The game is ugly, which on its own wouldn’t an issue (some of my best friends are ugly games), but it doesn’t perform well either. It is plagued by loading screens, with transitions between any and every area requiring more time than should be necessary for a 9 year old game running on a decently powerful laptop.
To draw a comparison, Dark Souls is famously poorly optimised for PC, yet you could theoretically get through the game without ever seeing a loading screen, provided you don’t die and are never summoned. Even then, when you do see a loading screen it never lingers long enough for you to read all of the item text that it displays. The Bard’s Tale, on the other hand, needs a loading screen when you’re simply entering a small house in a village, and this loading screen appears for 5-10 seconds… to load a “level” that is approximately 3m x 3m.
It’s a cross-platform game, appearing on iOS and Android as well, and if you want to use that as an excuse go right ahead, but it seems to me the game should run and load fantastically fast on PC if it runs on a phone. I don’t know what kind of load times our mobile brothers need suffer through, but I feel for them, I really do.
The Bard’s Tale is ugly and it’s riddled with loading screens, but even those two things can be forgiven if the game feels good while you’re playing it. It doesn’t.
The animations are both terrible and extremely drawn out. When the Bard runs the screen lurches as he goes step… pause… step… pause… step, and watching him awkwardly move into place for a conversation is as frustrating as it is unnecessary. The player doesn’t care where he is standing, and I’m sure the player wouldn’t care if he was automatically repositioned without need for the animation if it helped to make the game move along smoothly.
Attacking is just as bad as the running, removing any sense of reactivity from the controls, and it feels as though they deliberately dragged out the length of the magic animations in order to show off their (rudimentary even by 2004 standards) effects. The “Quick Heal” for example, triggers a 10 second animation of some magic lady coming down from the sky (or the roof, if you’re indoors) to restore your health. “Quick” this is not.
The writing and the voice acting are the two best things about The Bard’s Tale, but that’s not necessarily saying much.
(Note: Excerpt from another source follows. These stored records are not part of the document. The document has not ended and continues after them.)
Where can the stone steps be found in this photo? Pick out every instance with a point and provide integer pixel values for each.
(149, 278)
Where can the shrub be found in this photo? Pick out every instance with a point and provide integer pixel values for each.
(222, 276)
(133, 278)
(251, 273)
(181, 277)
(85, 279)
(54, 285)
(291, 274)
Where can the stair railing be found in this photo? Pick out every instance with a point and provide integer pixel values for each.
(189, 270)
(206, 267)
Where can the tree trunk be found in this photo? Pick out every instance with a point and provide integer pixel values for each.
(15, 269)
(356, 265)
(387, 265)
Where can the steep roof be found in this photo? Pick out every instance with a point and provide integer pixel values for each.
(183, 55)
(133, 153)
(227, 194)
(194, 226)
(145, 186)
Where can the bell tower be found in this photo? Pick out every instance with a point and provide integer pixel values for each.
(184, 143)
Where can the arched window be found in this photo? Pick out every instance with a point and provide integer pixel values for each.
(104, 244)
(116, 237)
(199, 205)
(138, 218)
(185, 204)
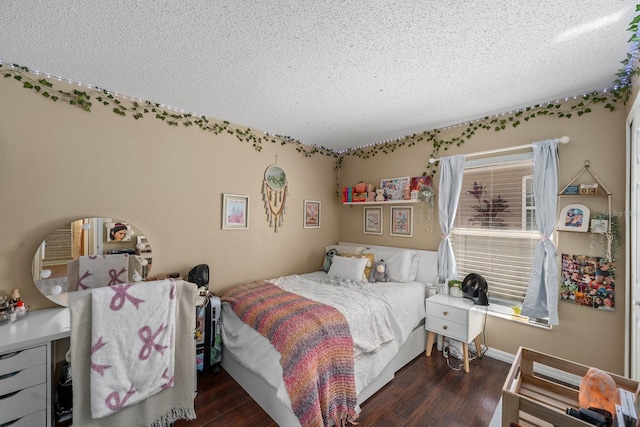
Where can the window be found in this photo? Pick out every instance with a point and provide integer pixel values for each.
(495, 232)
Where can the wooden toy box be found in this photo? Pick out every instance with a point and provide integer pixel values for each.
(530, 398)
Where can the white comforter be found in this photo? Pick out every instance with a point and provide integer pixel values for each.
(380, 315)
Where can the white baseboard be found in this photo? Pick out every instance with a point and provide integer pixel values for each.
(541, 369)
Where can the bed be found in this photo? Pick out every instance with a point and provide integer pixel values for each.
(397, 333)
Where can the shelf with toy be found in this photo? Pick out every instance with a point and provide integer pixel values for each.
(386, 202)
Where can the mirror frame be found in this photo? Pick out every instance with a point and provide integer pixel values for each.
(50, 276)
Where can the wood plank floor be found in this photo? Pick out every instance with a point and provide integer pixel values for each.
(426, 392)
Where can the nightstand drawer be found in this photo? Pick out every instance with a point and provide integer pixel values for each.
(447, 312)
(448, 328)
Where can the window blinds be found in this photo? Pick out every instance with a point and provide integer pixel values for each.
(494, 233)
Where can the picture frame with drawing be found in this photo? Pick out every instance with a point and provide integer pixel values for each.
(574, 217)
(401, 221)
(235, 212)
(311, 214)
(372, 220)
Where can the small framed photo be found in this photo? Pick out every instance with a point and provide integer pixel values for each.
(600, 226)
(311, 214)
(372, 220)
(394, 187)
(235, 212)
(574, 217)
(401, 221)
(118, 232)
(589, 188)
(571, 189)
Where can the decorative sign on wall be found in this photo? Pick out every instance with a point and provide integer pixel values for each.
(588, 281)
(274, 193)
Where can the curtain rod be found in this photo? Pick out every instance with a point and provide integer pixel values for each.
(563, 140)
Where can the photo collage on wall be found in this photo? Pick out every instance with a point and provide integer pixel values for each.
(588, 281)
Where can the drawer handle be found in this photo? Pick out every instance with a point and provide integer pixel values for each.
(6, 396)
(9, 355)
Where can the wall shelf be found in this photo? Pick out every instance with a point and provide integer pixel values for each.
(388, 202)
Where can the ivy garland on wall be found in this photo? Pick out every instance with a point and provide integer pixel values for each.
(137, 109)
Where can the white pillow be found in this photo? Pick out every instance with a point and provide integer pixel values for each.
(346, 249)
(348, 268)
(398, 262)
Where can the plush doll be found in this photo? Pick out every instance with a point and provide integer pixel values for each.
(328, 257)
(379, 272)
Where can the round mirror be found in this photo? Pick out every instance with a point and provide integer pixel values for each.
(275, 177)
(90, 252)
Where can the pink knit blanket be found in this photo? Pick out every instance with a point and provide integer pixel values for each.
(315, 345)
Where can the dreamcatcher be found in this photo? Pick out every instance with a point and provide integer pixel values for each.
(274, 194)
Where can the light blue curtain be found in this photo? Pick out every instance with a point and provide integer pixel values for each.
(451, 172)
(542, 293)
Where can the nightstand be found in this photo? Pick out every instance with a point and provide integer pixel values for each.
(456, 318)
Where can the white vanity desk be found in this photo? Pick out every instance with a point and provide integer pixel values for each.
(26, 366)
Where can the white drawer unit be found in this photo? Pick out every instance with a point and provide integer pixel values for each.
(456, 318)
(24, 387)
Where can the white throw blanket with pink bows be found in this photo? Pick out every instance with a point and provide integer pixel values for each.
(96, 271)
(132, 343)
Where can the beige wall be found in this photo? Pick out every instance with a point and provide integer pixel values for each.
(59, 163)
(585, 335)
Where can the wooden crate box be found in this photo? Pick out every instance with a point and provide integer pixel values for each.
(529, 399)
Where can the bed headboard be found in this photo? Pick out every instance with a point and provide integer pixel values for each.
(427, 262)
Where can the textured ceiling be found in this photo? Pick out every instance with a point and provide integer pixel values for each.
(338, 74)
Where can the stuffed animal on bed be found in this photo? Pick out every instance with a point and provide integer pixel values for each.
(328, 257)
(379, 272)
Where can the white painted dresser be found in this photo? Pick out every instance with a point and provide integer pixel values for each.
(26, 367)
(457, 318)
Cary Elwes and Tony Jay provide the voices for the Bard and the Narrator respectively, and they do a good job with what they were given, but overall the script is pretty weak. Taken on their own the jokes are ok, but in the broader context it quickly grates. Yes, we know that RPG tropes are ridiculous if you stop and think about it for half a second. Yes, the main character looking up to the sky to speak to the narrator is very meta. Do you have anything else to say, or are you just going to repeat those two gags?
And I know it says right there on the tin (where ‘the tin’ is the Steam store page) that the Bard is on a quest for coin and cleavage, but focusing on the breasts of the poorly modeled and animated female NPCs is painfully juvenile.
If I wanted to look at low-res breasts I’d go throw money at strippers in Duke Nukem 3D; at least there the actual gameplay is enjoyable.
I’m sure there could be some worthwhile commentary to be made on the busty bar wenches of many RPGs, but The Bard’s Tale – despite the meta-commentary elsewhere – isn’t bothering to attempt that here.
If The Bard’s Tale was fun to play then the writing and the humour would be a welcome addition to the game, but it isn’t fun. It could be the most well-written game (it isn’t) or the funniest (it most certainly isn’t that), but if it still feels like a chore to play then you made a terrible game.
And that’s exactly what InXile did; The Bard’s Tale is a terrible game.